Experiment 2 – Population receptive field mapping procedure
Stimuli were generated and presented using Python with the PsychoPy software package [64,65]. The paradigm was adapted from the procedure described in [22]. Stimulus presentation was confined to a 16.2° × 16.2° field of view. The stimulus consisted of a bar aperture which subtended 16.2° in length and subtended either 1°, 2°, or 3° in width. The use of different bar widths can aid the estimation of pRF size. The width of the bar aperture was held constant within each run. Functional time-series of runs consisting of the same bar width were averaged prior to pRF modeling. The bar aperture comprised 3 equally sized rectangular patches of moving dots. Dot patches swept across the visual field in a discrete manner, changing location every 1.95 s (3 TRs). The step size of each change in location was 1.1 degrees. There were four possible sweep directions: left to right, right to left, top to bottom, and bottom to top. Each sweep consisted of 13 steps/trials. A full sweep of the visual display was followed by a 9.75 s blank fixation interval (15 TRs). Each patch spanned 5.2 ° along the side perpendicular to the sweep direction. A 0.3° gap separated each patch. Patches of width 1°, 2°, and 3° contained 100, 200, and 300 dots, respectively. Dots moved at 1.5 deg/s and updated their position 60 times per second.
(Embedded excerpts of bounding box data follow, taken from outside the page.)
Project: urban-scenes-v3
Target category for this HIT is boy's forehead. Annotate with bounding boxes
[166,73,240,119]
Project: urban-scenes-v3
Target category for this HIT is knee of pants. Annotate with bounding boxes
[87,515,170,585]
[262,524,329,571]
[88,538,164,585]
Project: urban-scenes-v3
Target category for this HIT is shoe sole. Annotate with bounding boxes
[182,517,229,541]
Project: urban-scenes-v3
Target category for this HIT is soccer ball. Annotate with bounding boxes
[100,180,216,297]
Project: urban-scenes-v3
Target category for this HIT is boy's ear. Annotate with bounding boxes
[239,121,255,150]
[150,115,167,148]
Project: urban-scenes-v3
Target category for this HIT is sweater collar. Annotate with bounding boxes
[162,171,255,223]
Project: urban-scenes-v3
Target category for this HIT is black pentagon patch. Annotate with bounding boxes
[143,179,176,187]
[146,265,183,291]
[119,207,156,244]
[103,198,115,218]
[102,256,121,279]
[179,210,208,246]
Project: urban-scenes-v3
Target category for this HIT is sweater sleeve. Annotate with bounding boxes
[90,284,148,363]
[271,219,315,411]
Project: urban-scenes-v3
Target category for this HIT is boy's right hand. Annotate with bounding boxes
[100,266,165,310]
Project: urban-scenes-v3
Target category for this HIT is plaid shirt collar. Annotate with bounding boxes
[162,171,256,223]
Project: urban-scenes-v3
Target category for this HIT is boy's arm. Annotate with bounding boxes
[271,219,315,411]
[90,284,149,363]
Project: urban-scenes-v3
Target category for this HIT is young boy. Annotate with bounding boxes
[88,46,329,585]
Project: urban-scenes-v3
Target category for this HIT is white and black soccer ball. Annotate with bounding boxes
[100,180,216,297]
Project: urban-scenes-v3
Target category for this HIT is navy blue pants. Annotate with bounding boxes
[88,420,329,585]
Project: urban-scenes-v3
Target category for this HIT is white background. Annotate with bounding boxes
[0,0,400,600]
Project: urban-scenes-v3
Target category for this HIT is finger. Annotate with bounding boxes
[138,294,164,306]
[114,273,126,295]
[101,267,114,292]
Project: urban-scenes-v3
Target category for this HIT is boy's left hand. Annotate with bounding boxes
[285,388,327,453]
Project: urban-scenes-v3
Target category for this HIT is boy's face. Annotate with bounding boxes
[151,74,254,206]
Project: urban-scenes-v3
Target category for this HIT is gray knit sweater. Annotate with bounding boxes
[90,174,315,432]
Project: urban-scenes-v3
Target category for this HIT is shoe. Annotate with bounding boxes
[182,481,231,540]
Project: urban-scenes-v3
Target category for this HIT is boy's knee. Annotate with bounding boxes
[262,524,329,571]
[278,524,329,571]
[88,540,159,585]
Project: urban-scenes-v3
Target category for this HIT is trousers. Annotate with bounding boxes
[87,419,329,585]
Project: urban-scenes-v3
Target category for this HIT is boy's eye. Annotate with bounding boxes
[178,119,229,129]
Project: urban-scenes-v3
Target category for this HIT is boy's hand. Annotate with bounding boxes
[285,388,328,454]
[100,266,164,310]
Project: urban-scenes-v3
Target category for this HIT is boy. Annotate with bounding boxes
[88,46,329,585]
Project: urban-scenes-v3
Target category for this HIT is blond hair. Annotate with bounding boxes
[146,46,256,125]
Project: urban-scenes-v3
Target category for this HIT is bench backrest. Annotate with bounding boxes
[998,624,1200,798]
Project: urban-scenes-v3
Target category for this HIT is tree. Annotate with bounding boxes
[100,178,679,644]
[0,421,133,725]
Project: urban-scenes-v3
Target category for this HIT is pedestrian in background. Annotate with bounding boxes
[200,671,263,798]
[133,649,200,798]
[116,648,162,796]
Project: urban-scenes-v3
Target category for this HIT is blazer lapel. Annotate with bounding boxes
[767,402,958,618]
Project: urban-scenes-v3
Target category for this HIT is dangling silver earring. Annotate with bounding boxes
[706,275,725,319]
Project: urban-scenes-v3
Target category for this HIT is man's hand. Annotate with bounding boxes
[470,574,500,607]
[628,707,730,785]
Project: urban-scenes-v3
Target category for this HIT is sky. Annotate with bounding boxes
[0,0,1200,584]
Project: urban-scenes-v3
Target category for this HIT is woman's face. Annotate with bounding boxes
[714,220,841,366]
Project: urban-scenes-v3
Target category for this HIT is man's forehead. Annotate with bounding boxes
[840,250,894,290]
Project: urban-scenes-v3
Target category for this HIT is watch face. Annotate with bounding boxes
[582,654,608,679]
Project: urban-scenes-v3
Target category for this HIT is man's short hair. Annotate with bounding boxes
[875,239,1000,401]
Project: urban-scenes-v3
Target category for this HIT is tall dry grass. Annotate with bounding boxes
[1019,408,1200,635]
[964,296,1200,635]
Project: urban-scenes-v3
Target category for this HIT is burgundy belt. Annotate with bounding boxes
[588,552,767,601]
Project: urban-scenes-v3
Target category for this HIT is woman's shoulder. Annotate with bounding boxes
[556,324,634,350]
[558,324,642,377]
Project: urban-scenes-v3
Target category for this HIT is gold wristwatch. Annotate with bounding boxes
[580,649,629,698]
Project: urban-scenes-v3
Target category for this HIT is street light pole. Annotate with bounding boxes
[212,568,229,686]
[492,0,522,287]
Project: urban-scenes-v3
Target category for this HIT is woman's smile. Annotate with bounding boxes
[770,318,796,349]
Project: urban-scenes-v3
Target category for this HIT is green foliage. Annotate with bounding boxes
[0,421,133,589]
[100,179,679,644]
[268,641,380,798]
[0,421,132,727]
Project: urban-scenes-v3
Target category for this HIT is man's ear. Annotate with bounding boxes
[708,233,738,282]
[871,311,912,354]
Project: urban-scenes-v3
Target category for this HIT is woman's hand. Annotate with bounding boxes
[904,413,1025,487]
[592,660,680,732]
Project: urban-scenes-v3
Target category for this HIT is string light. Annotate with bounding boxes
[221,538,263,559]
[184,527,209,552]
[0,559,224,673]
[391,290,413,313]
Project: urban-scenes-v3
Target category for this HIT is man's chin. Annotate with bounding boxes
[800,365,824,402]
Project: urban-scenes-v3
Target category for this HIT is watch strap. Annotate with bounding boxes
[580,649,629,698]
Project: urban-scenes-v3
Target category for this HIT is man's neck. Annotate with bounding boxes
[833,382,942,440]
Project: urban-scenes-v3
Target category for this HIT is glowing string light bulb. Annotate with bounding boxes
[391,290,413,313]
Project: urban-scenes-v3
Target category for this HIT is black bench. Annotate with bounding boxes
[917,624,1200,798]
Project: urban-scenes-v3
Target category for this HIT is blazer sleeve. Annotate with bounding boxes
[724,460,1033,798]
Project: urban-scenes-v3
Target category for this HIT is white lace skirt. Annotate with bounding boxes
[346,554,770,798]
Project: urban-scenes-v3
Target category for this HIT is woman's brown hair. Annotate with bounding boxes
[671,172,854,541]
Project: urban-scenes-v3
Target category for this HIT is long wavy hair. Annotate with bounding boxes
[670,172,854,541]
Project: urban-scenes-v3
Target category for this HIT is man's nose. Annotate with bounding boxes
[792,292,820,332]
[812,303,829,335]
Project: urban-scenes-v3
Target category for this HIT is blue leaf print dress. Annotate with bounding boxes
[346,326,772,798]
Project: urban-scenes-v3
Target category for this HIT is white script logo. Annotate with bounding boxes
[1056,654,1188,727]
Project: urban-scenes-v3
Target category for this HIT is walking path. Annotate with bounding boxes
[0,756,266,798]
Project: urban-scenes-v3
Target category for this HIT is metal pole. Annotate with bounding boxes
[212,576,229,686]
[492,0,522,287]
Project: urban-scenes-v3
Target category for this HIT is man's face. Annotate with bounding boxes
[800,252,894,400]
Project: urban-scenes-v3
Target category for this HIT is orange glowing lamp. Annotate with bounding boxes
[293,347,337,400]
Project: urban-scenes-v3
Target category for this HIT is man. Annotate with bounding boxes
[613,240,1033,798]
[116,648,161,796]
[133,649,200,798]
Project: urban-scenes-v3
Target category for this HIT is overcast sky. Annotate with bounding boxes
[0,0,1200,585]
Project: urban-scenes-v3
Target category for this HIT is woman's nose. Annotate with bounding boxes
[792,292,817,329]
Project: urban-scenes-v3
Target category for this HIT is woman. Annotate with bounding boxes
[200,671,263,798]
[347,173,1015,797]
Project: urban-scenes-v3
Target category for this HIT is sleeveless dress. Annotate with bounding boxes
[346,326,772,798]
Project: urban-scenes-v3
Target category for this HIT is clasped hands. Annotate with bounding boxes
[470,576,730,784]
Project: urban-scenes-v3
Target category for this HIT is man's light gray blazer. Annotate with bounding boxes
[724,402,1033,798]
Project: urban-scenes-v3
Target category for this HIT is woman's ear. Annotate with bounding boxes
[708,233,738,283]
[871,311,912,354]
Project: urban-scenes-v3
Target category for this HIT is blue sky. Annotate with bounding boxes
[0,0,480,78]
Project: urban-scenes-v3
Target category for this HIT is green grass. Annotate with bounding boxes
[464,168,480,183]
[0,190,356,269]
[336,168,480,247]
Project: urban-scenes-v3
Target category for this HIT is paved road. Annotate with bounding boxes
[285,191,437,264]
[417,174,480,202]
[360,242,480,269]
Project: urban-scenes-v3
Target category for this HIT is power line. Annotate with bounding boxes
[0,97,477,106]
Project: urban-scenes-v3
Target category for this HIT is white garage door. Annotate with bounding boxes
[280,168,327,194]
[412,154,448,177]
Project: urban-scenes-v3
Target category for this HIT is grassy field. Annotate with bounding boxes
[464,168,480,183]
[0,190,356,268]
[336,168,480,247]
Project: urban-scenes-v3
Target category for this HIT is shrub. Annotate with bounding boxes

At each location, observers discriminated which of the two flanking patches contained dots moving in the same direction as the middle patch. Only one of the flanker patches moved in the same direction as the middle patch on each trial. Dot motion within the middle patch was always 100% coherent. Coherent dots moved along the length of the patch opposite to the sweep direction (left or right for vertical sweeps and up or down for horizontal sweeps). The coherence of the flanker patches’ dot motion was staircased using a 1-up 3-down procedure. Moving dots had a limited lifetime of 10 frames (167 ms). Each noise dot moved in a random direction for the extent of its lifetime.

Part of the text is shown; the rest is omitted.